MOVIE REVIEW
'The Painted Veil'
You know, going in, that "The Painted Veil" isn't going to be all flowers and candy, or even cakes and ale, based as it is on a Somerset Maugham novel. The various versions of "Rain," "The Razor's Edge," "Of Human Bondage" and even a 1934 "Painted Veil" have been based on his work. All were tough, all provocative, but none what one would necessarily call happy.
The new "Painted Veil," directed by John Curran ("We Don't Live Here Anymore") and scripted by Ron Nyswaner ("Philadelphia"), isn't an unhappy movie, but it follows a path that is quite unconventional, and very tough to pull off without a great deal of attention to emotional detail: A couple, married in a hurry and riven by infidelity, falls in love.
That it took the clout of its two stars, Naomi Watts and Edward Norton, to get it made (both are producers) is symptomatic of something, but both actors rise sublimely to the occasion. Knowing that Norton is playing British, you brace yourself: But no, he's thoroughly convincing. Watts has such innate movie-star qualities that it's always a delight to realize she's such a good actress. Her character, Kitty, is what qualifies as a near-spinster in Georgian England. So when Dr. Walter Fane proposes marriage and relocation to Shanghai, she almost has to say yes.
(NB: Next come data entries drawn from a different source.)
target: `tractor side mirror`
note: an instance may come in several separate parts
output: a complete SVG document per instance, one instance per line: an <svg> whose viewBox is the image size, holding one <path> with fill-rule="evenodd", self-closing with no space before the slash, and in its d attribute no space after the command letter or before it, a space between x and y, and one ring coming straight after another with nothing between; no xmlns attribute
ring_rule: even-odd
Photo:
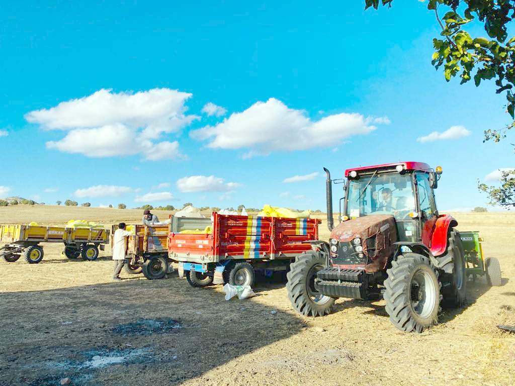
<svg viewBox="0 0 515 386"><path fill-rule="evenodd" d="M436 173L434 171L429 173L429 186L433 189L438 187L438 179L436 177Z"/></svg>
Which is what she also says to vice consul Charlie Townsend (Liev Schreiber), which leads to grief, recriminations and, as part of Walter's cuckold's revenge, a trip into cholera-infested inner China.
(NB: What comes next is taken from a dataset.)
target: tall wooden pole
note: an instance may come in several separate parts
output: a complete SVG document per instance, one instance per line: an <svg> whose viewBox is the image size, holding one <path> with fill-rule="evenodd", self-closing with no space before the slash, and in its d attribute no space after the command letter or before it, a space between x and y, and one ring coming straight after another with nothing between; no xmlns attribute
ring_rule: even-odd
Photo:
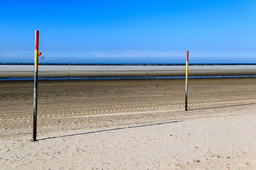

Working with a muted palette and a fog-dampened landscape, Curran and his cinematographer Stuart Dryburgh create an Asian village that reflects the souls of the film's two principals, who wage a quiet war of unresolved anger. Walter, an infectious disease specialist, works tirelessly to keep the villagers from drinking their tainted water and from burying their dead next to their water source, as well as consoling the growing orphan population cared for by the local mother superior (Diana Rigg!). And Kitty, watching all this, realizes the good man she's married.
Toby Jones, who was Truman Capote in "Infamous," is just the kind of decadent Westerner this sometimes somber story needs. But it's really the Norton-Watts show, and they make "The Painted Veil" resonate with love and regret.